Yuriy Modlikskiy keeps stacks of sketchbooks chronicling the faces of New Yorkers he thought were interesting enough to draw.
65-year-old Ukrainian born Yuriy Modlikskiy spent his life illustrating books, first in Russia, and then in the US after following family to New York 15 years ago from Moscow. According to the New York Post he has illustrated more than 200 books, “including a translation of ‘Treasure Island’ and novels by the Russian writer Mikhail Veller.” After Modlikskiy began to lose his hearing, it became impossible for him to find work as an illustrator in America. He was eventually able to find work in Manhattan restoring art and antique furniture, but drawing is still his passion.

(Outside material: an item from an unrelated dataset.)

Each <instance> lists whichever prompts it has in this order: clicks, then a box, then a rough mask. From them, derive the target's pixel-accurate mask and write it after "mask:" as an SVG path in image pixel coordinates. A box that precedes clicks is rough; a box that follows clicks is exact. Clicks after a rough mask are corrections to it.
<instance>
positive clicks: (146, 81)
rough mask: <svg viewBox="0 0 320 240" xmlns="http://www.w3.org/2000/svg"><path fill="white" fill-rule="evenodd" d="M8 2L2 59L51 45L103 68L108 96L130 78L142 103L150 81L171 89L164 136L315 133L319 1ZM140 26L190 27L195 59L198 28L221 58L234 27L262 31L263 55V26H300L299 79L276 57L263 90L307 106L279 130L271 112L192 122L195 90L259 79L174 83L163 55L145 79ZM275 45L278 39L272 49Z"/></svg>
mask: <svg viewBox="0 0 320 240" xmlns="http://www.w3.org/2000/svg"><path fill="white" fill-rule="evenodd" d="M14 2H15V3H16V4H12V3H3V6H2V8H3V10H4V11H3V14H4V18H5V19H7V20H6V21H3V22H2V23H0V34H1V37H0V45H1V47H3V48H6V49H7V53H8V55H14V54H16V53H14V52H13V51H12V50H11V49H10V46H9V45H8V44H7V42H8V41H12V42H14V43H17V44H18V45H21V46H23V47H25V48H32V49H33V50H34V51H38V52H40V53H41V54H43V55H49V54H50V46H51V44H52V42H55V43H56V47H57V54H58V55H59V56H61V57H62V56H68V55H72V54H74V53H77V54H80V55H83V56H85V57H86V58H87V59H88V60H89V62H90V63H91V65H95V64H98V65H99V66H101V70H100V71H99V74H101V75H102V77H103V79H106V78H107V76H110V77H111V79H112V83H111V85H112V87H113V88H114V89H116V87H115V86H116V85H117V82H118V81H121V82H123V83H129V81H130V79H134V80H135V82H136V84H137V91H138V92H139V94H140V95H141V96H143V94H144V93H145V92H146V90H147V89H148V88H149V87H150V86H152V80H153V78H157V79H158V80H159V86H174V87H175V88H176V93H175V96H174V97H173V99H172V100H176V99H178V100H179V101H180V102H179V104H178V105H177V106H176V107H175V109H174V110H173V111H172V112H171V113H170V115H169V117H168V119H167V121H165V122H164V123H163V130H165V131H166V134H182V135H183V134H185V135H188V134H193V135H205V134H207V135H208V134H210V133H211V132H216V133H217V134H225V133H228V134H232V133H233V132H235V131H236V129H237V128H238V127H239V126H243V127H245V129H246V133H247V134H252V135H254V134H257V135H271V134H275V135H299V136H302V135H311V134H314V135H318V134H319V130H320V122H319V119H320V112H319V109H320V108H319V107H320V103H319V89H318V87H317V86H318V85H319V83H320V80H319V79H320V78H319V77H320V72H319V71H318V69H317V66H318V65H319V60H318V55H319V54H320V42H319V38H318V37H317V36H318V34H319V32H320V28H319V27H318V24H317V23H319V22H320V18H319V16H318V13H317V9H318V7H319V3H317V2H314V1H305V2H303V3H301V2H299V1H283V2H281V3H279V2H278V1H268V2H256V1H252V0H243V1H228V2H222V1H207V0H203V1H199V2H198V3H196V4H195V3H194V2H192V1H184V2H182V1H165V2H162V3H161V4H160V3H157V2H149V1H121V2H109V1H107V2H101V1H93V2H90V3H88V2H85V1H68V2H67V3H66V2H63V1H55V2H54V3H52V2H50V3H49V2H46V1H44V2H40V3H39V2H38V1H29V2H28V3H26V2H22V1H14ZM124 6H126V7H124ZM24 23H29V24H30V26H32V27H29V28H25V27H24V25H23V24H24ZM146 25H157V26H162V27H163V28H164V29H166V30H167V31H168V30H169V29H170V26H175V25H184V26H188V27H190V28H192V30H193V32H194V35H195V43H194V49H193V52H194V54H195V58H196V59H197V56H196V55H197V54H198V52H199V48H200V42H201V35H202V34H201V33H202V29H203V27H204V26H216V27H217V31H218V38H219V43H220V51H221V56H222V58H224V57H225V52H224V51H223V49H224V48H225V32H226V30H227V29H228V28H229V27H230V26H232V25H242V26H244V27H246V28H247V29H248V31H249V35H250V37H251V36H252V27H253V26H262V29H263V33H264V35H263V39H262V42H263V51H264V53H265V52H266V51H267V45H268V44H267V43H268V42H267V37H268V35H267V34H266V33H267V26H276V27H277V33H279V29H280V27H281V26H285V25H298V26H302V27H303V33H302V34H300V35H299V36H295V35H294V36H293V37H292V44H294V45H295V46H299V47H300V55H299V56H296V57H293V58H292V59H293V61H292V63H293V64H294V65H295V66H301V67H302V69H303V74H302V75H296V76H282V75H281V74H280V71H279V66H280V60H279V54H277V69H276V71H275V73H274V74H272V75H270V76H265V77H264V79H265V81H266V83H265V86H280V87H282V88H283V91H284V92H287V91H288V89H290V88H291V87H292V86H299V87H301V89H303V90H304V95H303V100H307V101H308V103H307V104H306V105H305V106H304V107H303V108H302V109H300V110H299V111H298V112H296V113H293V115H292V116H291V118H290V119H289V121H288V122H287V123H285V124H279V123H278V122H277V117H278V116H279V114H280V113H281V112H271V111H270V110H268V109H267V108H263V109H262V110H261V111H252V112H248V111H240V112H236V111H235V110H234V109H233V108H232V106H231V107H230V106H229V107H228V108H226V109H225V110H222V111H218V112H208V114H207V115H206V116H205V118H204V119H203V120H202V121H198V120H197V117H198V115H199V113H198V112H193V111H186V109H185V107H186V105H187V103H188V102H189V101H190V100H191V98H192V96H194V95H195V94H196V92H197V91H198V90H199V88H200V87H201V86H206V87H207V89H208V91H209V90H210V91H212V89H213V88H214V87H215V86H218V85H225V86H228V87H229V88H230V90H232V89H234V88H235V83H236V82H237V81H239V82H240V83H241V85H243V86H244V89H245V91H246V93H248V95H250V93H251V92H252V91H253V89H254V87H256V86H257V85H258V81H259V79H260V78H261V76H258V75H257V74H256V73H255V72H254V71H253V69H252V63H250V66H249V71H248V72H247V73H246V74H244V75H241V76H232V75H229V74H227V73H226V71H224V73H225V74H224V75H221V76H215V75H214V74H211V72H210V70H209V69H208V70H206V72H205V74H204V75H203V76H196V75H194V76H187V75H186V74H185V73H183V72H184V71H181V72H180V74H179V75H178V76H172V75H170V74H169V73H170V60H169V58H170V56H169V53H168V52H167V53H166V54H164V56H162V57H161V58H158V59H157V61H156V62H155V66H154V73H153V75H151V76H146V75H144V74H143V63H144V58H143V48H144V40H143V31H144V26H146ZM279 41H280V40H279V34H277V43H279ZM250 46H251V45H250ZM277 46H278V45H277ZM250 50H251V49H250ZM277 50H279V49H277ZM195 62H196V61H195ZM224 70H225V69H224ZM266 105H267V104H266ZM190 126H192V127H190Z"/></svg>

While on his 45-minute commute to work from his home in Sheepshead Bay, Modlikskiy found an “unexpected artistic inspiration,” in his fellow commuters. To those unsuspecting subway riders, he appears to be just an old man who is continually looking at them while scribbling on a notepad. But as the post reports, “if they look closely, they usually learn they weren’t just commuting — they were unknowingly posing for one of Yuriy Modlikskiy’s amazing candid subway sketches.” More often than not, Modlikskiy presents his unknowing subjects with the finished product, expecting nothing in return but the “joy of watching their reaction.”
Modlikskiy says, “Nobody wants to model,” but on the F train there are different models every day, often packed so tightly together they are completely motionless. “What else do I with the time? I never saw a lot of faces like this — all different — in Russia.” His longtime girlfriend Mila says, “He just loves to do this. He does it just to please the people.”